During a brief period of lucidity in my mother’s journey through Alzheimer’s, she told my sister, “I think my brain is shrinking.” She had also once asked me if I could tell that her mind was going fast. Interestingly enough, our mother had battled depression and mood swings a great portion of her life, so we were accustomed to wondering what frame of mind she would be in at any given point. After the Alzheimer’s set in, however, we couldn’t believe that we would wish for the earlier days.
An excerpt from the book I wrote about the experience says: “My friend Beverly has been referring to Mom as ‘the new Blanche’ for some time now. When people ask me how Mom is, I say that she lives in another country and speaks another language. I find that when I talk to her and she responds, the answers I give her are like those given to a small child who alone knows what they are talking about. So, I respond with comments such as, ‘Oh, okay. For real? Uh-huh, I see. Was that today?’ This encourages the speaker to continue, but the listener has no clue of the speaker’s train of thought.”

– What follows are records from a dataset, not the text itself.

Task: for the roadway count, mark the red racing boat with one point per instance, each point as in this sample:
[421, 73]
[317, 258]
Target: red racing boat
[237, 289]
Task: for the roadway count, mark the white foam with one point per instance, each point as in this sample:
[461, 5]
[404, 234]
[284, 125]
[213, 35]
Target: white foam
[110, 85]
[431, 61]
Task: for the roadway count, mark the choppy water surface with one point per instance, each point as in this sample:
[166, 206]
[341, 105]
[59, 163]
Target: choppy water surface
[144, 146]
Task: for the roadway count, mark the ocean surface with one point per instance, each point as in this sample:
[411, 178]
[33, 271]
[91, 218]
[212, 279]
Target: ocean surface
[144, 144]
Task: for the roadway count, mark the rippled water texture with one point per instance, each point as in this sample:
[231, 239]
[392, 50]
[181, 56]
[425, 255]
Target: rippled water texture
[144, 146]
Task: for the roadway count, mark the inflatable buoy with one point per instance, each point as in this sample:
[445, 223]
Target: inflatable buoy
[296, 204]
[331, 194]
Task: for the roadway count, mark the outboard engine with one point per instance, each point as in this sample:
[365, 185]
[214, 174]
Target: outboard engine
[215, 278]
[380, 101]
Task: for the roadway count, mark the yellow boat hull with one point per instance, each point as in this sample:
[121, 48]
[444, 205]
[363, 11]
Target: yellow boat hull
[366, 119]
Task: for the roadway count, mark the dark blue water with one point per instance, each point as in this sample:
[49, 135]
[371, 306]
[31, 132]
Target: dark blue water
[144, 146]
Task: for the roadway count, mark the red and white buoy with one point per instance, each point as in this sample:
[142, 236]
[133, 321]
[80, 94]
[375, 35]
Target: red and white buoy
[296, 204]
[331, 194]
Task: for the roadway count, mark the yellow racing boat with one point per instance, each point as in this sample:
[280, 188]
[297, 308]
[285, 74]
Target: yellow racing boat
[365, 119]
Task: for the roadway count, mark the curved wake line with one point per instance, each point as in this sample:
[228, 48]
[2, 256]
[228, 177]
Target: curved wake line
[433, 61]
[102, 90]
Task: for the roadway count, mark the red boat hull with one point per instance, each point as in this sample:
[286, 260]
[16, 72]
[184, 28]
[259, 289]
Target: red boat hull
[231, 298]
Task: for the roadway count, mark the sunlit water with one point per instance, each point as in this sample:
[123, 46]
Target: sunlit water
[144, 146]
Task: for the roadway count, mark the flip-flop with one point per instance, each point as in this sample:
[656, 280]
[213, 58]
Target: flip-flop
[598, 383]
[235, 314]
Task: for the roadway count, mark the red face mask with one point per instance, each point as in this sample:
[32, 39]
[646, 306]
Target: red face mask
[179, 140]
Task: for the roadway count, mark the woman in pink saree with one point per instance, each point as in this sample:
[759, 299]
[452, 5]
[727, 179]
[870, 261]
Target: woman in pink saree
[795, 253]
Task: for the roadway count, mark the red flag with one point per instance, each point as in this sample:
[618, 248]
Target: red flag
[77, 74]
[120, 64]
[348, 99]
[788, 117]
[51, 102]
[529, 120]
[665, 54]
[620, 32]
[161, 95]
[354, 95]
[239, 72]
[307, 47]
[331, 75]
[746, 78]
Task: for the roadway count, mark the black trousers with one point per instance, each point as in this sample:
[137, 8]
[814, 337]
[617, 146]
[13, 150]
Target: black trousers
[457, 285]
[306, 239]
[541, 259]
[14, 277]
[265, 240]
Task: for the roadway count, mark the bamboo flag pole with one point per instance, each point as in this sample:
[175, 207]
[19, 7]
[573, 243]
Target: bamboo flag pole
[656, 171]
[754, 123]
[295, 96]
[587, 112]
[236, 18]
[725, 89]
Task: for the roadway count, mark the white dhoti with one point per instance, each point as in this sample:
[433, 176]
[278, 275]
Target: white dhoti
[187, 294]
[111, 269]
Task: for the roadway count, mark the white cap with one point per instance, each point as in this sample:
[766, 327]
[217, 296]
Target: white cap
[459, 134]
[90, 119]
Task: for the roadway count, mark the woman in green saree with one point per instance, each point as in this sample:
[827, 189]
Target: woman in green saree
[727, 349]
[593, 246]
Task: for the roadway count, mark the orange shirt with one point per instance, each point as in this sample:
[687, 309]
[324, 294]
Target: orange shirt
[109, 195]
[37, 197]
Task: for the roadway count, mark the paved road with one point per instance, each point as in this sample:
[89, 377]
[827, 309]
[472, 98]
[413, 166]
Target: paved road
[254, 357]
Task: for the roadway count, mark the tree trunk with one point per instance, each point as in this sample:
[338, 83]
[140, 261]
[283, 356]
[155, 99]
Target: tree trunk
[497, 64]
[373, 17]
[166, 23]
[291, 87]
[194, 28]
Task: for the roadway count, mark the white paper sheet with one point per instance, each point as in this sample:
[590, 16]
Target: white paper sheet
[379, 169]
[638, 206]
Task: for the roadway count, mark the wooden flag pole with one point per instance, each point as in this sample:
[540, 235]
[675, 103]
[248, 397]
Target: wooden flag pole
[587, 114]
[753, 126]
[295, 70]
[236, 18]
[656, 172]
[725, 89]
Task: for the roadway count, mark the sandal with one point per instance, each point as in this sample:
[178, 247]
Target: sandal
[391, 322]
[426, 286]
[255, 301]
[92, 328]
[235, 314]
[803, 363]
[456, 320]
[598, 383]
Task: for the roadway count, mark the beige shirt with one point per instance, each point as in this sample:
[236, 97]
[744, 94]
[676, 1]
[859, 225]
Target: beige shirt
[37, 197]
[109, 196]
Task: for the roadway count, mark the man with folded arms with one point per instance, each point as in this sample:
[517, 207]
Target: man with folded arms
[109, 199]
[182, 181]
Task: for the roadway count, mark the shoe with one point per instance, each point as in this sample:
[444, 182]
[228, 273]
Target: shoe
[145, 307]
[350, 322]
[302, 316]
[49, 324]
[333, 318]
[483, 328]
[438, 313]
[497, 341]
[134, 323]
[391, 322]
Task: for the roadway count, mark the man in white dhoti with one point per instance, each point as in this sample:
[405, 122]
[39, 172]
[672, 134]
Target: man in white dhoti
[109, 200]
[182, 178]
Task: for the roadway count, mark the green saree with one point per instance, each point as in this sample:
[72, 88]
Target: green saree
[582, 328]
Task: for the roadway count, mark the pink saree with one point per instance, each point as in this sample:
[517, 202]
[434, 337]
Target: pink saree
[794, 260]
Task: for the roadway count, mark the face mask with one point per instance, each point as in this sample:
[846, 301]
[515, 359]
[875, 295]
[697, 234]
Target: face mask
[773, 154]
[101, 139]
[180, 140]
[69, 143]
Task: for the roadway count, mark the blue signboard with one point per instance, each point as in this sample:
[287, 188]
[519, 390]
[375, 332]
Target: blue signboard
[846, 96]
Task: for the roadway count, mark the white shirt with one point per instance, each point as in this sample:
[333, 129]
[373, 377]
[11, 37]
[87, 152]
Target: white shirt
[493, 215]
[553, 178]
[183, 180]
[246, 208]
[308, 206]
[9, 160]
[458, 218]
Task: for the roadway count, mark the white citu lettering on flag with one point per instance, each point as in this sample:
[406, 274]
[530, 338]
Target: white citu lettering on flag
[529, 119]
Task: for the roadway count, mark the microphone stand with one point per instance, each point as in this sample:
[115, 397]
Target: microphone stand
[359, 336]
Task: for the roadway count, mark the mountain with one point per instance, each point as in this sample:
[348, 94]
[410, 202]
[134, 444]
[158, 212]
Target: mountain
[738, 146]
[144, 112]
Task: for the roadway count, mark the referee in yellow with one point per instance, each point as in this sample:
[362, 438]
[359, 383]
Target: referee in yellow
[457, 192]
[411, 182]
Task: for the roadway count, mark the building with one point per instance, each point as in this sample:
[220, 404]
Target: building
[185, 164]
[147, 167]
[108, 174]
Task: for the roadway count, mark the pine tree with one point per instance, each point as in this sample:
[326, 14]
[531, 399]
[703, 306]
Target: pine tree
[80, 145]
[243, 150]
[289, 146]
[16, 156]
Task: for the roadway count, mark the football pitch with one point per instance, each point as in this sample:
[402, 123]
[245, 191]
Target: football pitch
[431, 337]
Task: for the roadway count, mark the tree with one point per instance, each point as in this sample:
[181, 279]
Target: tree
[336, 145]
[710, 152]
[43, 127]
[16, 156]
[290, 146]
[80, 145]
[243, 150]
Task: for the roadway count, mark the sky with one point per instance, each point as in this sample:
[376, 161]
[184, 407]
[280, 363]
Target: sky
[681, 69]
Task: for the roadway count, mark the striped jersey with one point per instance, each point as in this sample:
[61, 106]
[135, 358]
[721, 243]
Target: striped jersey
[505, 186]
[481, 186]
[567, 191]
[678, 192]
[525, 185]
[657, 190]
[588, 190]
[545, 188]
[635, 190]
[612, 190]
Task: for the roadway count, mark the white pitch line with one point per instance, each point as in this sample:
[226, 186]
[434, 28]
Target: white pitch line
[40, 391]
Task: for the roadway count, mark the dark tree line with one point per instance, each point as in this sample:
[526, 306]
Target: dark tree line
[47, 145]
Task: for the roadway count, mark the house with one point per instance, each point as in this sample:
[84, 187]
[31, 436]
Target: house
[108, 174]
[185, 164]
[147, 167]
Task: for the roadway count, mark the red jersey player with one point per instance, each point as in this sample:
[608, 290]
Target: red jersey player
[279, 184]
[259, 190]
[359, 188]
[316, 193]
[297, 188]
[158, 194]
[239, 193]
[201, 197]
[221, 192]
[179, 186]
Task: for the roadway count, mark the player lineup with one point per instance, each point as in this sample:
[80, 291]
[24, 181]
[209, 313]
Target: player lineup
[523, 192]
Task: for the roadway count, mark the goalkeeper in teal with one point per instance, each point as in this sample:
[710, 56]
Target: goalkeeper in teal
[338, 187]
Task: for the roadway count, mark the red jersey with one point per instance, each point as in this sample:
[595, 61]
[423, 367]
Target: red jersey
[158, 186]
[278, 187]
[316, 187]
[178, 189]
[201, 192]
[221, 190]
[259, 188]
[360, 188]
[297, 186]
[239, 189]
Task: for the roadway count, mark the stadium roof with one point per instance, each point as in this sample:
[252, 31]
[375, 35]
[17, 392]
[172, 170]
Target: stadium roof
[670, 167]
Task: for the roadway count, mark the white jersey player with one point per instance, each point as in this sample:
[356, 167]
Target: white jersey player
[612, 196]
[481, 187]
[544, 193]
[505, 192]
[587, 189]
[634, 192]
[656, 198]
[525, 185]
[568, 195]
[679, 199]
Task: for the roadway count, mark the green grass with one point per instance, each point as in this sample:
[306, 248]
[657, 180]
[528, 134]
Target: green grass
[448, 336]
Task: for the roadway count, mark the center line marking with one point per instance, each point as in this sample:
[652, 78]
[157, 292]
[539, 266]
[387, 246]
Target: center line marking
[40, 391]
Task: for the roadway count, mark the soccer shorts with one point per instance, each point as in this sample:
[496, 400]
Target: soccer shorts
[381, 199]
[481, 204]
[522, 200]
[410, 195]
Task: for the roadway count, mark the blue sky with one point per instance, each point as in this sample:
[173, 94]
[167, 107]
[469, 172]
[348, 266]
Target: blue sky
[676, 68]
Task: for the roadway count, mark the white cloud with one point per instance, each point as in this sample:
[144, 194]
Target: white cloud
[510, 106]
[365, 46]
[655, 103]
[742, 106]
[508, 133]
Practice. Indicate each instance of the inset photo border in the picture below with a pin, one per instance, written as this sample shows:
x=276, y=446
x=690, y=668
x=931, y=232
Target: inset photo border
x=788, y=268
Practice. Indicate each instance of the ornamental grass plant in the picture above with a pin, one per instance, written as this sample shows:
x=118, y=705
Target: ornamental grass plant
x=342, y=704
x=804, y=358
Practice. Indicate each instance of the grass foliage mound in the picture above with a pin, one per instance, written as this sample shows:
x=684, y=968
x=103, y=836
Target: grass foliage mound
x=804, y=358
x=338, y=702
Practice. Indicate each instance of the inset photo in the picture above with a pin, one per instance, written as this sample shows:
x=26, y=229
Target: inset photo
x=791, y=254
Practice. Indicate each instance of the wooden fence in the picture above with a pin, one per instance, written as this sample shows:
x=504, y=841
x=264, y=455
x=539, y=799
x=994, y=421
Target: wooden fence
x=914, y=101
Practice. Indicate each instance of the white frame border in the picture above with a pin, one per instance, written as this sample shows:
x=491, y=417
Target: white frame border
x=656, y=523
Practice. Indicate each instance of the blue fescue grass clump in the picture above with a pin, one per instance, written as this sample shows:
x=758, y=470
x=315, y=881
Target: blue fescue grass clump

Rather than being condescending, responses such as these are simply a way to take the pressure off a loved one to carry on meaningful conversations when they no longer can. And it takes the pressure off the caregiver to expect them to communicate as they did before, or to even understand what they are talking about. Just travel with them and appreciate who they are today; it will help you both enjoy your time together.